Remove Ferrous Metals
Overhead Magnet Belt – This device consists of a strong magnet with a conveyor belt moving around it. Suspended above and perpendicular to the conveyor belt that carries mixed materials, it plucks ferrous metals from the stream and drops them in a separate chute.
Remove Nonferrous Metals
Eddy Current Separator – An electromagnet inside a rotating drum creates a force field at the end of a conveyor belt. Nonferrous items, like aluminum and copper, leap off the belt and into a chute, repelled by the magnetic field. Everything else falls into a different chute.
Sort Material By Weight
Gravity Table – Mixed material moves onto an inclined grading deck.
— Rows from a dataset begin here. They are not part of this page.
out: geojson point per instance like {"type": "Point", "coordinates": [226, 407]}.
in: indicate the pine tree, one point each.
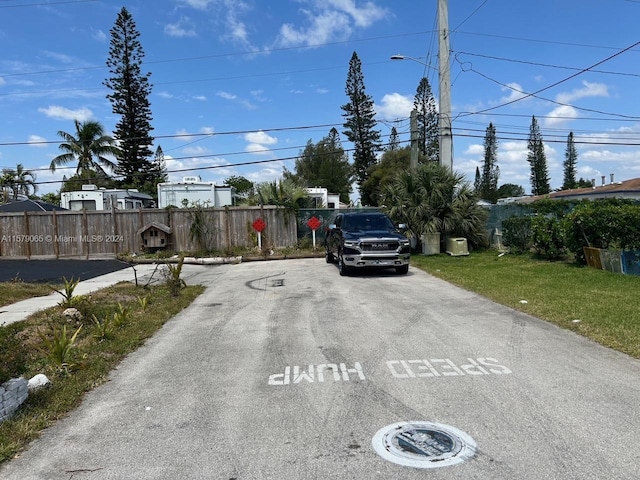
{"type": "Point", "coordinates": [159, 166]}
{"type": "Point", "coordinates": [538, 161]}
{"type": "Point", "coordinates": [490, 169]}
{"type": "Point", "coordinates": [360, 125]}
{"type": "Point", "coordinates": [570, 161]}
{"type": "Point", "coordinates": [394, 141]}
{"type": "Point", "coordinates": [427, 117]}
{"type": "Point", "coordinates": [130, 100]}
{"type": "Point", "coordinates": [324, 164]}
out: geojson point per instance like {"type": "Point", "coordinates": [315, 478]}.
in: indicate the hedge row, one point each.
{"type": "Point", "coordinates": [554, 228]}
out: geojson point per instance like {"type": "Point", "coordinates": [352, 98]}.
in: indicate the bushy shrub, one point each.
{"type": "Point", "coordinates": [548, 236]}
{"type": "Point", "coordinates": [13, 356]}
{"type": "Point", "coordinates": [610, 223]}
{"type": "Point", "coordinates": [517, 234]}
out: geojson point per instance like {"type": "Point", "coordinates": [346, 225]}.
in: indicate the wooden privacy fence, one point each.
{"type": "Point", "coordinates": [106, 234]}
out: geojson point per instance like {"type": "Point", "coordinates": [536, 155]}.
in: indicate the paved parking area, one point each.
{"type": "Point", "coordinates": [286, 370]}
{"type": "Point", "coordinates": [53, 271]}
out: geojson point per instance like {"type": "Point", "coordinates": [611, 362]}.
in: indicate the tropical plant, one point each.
{"type": "Point", "coordinates": [102, 329]}
{"type": "Point", "coordinates": [143, 302]}
{"type": "Point", "coordinates": [243, 186]}
{"type": "Point", "coordinates": [360, 125]}
{"type": "Point", "coordinates": [283, 193]}
{"type": "Point", "coordinates": [59, 346]}
{"type": "Point", "coordinates": [68, 298]}
{"type": "Point", "coordinates": [537, 160]}
{"type": "Point", "coordinates": [18, 182]}
{"type": "Point", "coordinates": [427, 121]}
{"type": "Point", "coordinates": [171, 274]}
{"type": "Point", "coordinates": [490, 169]}
{"type": "Point", "coordinates": [548, 236]}
{"type": "Point", "coordinates": [121, 316]}
{"type": "Point", "coordinates": [391, 162]}
{"type": "Point", "coordinates": [90, 148]}
{"type": "Point", "coordinates": [569, 164]}
{"type": "Point", "coordinates": [324, 164]}
{"type": "Point", "coordinates": [517, 234]}
{"type": "Point", "coordinates": [434, 199]}
{"type": "Point", "coordinates": [129, 97]}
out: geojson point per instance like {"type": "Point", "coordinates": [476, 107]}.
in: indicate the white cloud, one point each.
{"type": "Point", "coordinates": [261, 138]}
{"type": "Point", "coordinates": [182, 28]}
{"type": "Point", "coordinates": [198, 4]}
{"type": "Point", "coordinates": [61, 113]}
{"type": "Point", "coordinates": [195, 151]}
{"type": "Point", "coordinates": [258, 142]}
{"type": "Point", "coordinates": [393, 106]}
{"type": "Point", "coordinates": [515, 92]}
{"type": "Point", "coordinates": [364, 16]}
{"type": "Point", "coordinates": [226, 95]}
{"type": "Point", "coordinates": [99, 35]}
{"type": "Point", "coordinates": [183, 135]}
{"type": "Point", "coordinates": [323, 28]}
{"type": "Point", "coordinates": [37, 141]}
{"type": "Point", "coordinates": [589, 90]}
{"type": "Point", "coordinates": [560, 115]}
{"type": "Point", "coordinates": [329, 20]}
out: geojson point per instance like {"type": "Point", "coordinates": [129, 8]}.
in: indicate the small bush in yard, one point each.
{"type": "Point", "coordinates": [517, 233]}
{"type": "Point", "coordinates": [13, 355]}
{"type": "Point", "coordinates": [171, 274]}
{"type": "Point", "coordinates": [548, 237]}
A fan blows pressurized air across the deck surface and lifts the lighter items, while heavier items stay put. The vibrating deck sends heavier pieces to one side of the incline and lighter pieces to the other.
Sort Plastics By Chemistry
Froth Flotation – A polymer-specific surfactant is added to a mix of plastic fragments, and the slurry is placed in an aerated bath. Air bubbles attach to the target plastic and float it away from the other materials.
Sort Plastics By Color
Color Particle Sorter – Plastic bits pour past a photoelectric detector, which identifies those of a particular color, say, blue. The detector signals an air gun, which blasts any non-blue particles with air, knocking them out of the waste stream.